# Training the Spam Filter model with Amazon SageMaker
## Overview
Amazon SageMaker is a fully-managed service that enables developers and data scientists to quickly and easily build, train, and deploy machine learning models at any scale. Amazon SageMaker removes all the barriers that typically slow down developers who want to use machine learning.
Machine learning often feels a lot harder than it should be to most developers because the process to build and train models, and then deploy them into production is too complicated and too slow. First, you need to collect and prepare your training data to discover which elements of your data set are important. Then, you need to select which algorithm and framework you’ll use. After deciding on your approach, you need to teach the model how to make predictions by training, which requires a lot of compute. Then, you need to tune the model so it delivers the best possible predictions, which is often a tedious and manual effort. After you’ve developed a fully trained model, you need to integrate the model with your application and deploy this application on infrastructure that will scale. All of this takes a lot of specialized expertise, access to large amounts of compute and storage, and a lot of time to experiment and optimize every part of the process. In the end, it's not a surprise that the whole thing feels out of reach for most developers.
Amazon SageMaker removes the complexity that holds back developer success with each of these steps.

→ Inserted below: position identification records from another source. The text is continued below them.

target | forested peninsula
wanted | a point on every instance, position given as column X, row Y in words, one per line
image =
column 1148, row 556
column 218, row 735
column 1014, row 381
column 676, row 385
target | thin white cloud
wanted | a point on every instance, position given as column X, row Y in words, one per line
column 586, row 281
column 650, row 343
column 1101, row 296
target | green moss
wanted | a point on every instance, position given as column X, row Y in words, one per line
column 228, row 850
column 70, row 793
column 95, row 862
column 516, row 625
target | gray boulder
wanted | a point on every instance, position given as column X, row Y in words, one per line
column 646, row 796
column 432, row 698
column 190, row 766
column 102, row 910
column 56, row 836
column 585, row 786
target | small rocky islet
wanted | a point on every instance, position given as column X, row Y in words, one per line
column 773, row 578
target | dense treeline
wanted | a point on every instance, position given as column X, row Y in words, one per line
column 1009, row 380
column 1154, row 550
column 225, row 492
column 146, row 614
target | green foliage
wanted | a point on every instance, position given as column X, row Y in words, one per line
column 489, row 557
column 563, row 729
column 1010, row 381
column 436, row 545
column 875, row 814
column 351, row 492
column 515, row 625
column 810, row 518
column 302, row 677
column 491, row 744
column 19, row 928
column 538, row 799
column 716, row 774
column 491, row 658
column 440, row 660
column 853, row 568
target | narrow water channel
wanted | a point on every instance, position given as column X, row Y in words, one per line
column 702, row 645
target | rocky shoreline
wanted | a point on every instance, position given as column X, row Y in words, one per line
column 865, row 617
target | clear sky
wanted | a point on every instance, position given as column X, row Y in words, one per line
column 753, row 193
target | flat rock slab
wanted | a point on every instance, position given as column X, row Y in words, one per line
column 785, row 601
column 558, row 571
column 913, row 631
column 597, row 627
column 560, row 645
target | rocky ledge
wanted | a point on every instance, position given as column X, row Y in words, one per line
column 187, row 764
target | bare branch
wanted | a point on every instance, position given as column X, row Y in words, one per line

Amazon SageMaker includes modules that can be used together or independently to build, train, and deploy your machine learning models.
In this section, we will walk you through creating and training a spam filter machine learning model with Amazon SageMaker.
## The Dataset
In order to train the model, we will use the **UCI SMS Spam Collection** dataset.
It contains a public set of SMS labeled messages that have been collected for mobile phone spam research.
|Number of examples | 5574 |
|--------------------|---------------------------|
|Ham | 4827 |
|Spam | 747 |
If you want to know more about the origin of the words spam & ham please visit: https://en.wiktionary.org/wiki/ham_e-mail
The collection is composed by just one text file, where each line has the correct class followed by the raw message. Some examples are bellow:
|Class |SMS Text|
|------|----------------------------|
|ham |What you doing?how are you?|
|ham |Ok lar... Joking wif u oni...|
|ham |dun say so early hor... U c already then say...|
|ham |MY NO. IN LUTON 0125698789 RING ME IF UR AROUND! H*|
|ham |Siva is in hostel aha:-.|
|ham |Cos i was out shopping wif darren jus now n i called him 2 ask wat present he wan lor. Then he started guessing who i was wif n he finally guessed darren lor.|
|spam |FreeMsg: Txt: CALL to No: 86888 & claim your reward of 3 hours talk time to use from your phone now! ubscribe6GBP/ mnth inc 3hrs 16 stop?txtStop|
|spam |Sunshine Quiz! Win a super Sony DVD recorder if you canname the capital of Australia? Text MQUIZ to 82277. B|
|spam |URGENT! Your Mobile No 07808726822 was awarded a L2,000 Bonus Caller Prize on 02/09/03! This is our 2nd attempt to contact YOU! Call 0871-872-9758 BOX95QU|
## The Task
We are going to build and train a binary classification model that will be able to predict whether a SMS message contains spam or not.
## Building and Training the model
### Create an Amazon S3 bucket
In this section, we will create an Amazon S3 bucket as staging area. Amazon SageMaker uses **Amazon S3** as the main storage for both data and model artifacts; you can actually use other sources when loading data into the Jupyter notebook instances, but this is outside of the scope of this lab.
1. Sign into the **AWS Management Console** at https://console.aws.amazon.com/
2. In the upper-right corner of the AWS Management Console, confirm you are in the desired AWS region. For this workshop we will use the **US East (N. Virginia)** [us-east-1]
3. Open the **Amazon S3** console at https://console.aws.amazon.com/s3 or choose the Amazon S3 service in the menu.
4. In the Amazon S3 console, click the **Create Bucket** button.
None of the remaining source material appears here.